Mohali: The sleepy town of Mohali turned into the centre of “cricket diplomacy" as fierce rivals India and Pakistan began their high-octane World Cup semi-final clash on Wednesday.

The 28,000-strong crowd erupted in joy when the Prime Ministers of both countries -- Manmohan Singh and Yusuf Raza Gilani -- walked out to shake hands with the cricketers after the national anthems had been played.

The contest between the neighbours, who have fought in three wars since their 1947 independence, also attracted a multitude of Indian business tycoons and Bollywood razzmatazz at the Punjab Cricket Association Stadium.

Liquor and aviation mogul Vijay Mallya, accompanied by his son, joined film actors to cheer on the co-hosts who, like Pakistan, are chasing their second World Cup title.

With such high-profile VIPs in attendance, the town in the northern Indian state of Punjab went into lockdown. But no one was complaining.

“I tell everybody ‘you should not fight at the border, rather the battles should be fought on the cricket grounds.´ That’s what people from both countries love to see," Mohammad Bashir Khan, a Pakistani supporter from Chicago, told Reuters after flying into India for the showpiece event.

Khan was so desperate to watch the match first hand, he even defied his wife to be in Mohali.

Forget me

“My wife told me that I will get beaten up and land up in trouble if I support Pakistan here in India. But I told her ‘you can’t stop me. Forget me for the next one month´," said Khan, who has lived in the States for the last 35 years.

“Victory and defeat are part of the game. I am here to enjoy the atmosphere."

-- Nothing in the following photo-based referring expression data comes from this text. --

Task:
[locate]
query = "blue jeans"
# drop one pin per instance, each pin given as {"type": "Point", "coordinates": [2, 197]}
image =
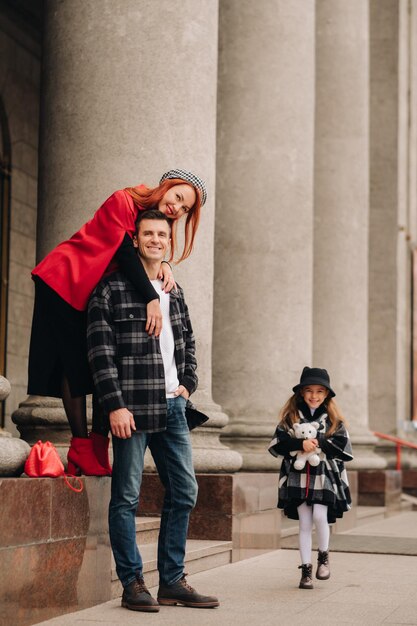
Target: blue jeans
{"type": "Point", "coordinates": [172, 453]}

Thousands of fans, many draped in the Indian tri-colour, lined up outside the stadium gates more than seven hours before the start, blowing mini vuvuzelas and whistles.

Some of them stopped to get the Indian flag painted on their cheeks and barely seemed to notice the dozens of police vans and beaconed vehicles patrolling the roads.

The paths leading up to the arena were still glistening from Tuesday night’s rain showers but nothing could dampen the spirits of those who had gathered in Mohali for what is being billed “as the mother of all World Cup clashes" by local media.

The roads which are usually jam packed with cars were virtually deserted barring the security vehicles which circulated the perimeters of the stadium.

“With so many detours (because of road closures), who would want to take out the car?" Amarjeet Singh, a cab driver, told Reuters.

“Besides, giant screens have been installed at sector 17, sector 35 and some other places. Either people will watch the match at home or throng those areas."

An unprecedented security blanket has been thrown in and around the stadium with state and central security agencies joining hands to make sure the match, featuring two nuclear-armed neighbours suspicious of each other, passes without any untoward incident.

Rampant black-marketing has been reported and eight people have been arrested so far ahead of the match.

The huge influx of tourists have caught Chandigarh and Mohali by surprise and accommodating the fans has become a huge issue with the city authorities.

Hoteliers sniffed a perfect opportunity to do some brisk business and some have even tripled their tariffs after accepting bookings at lower rates.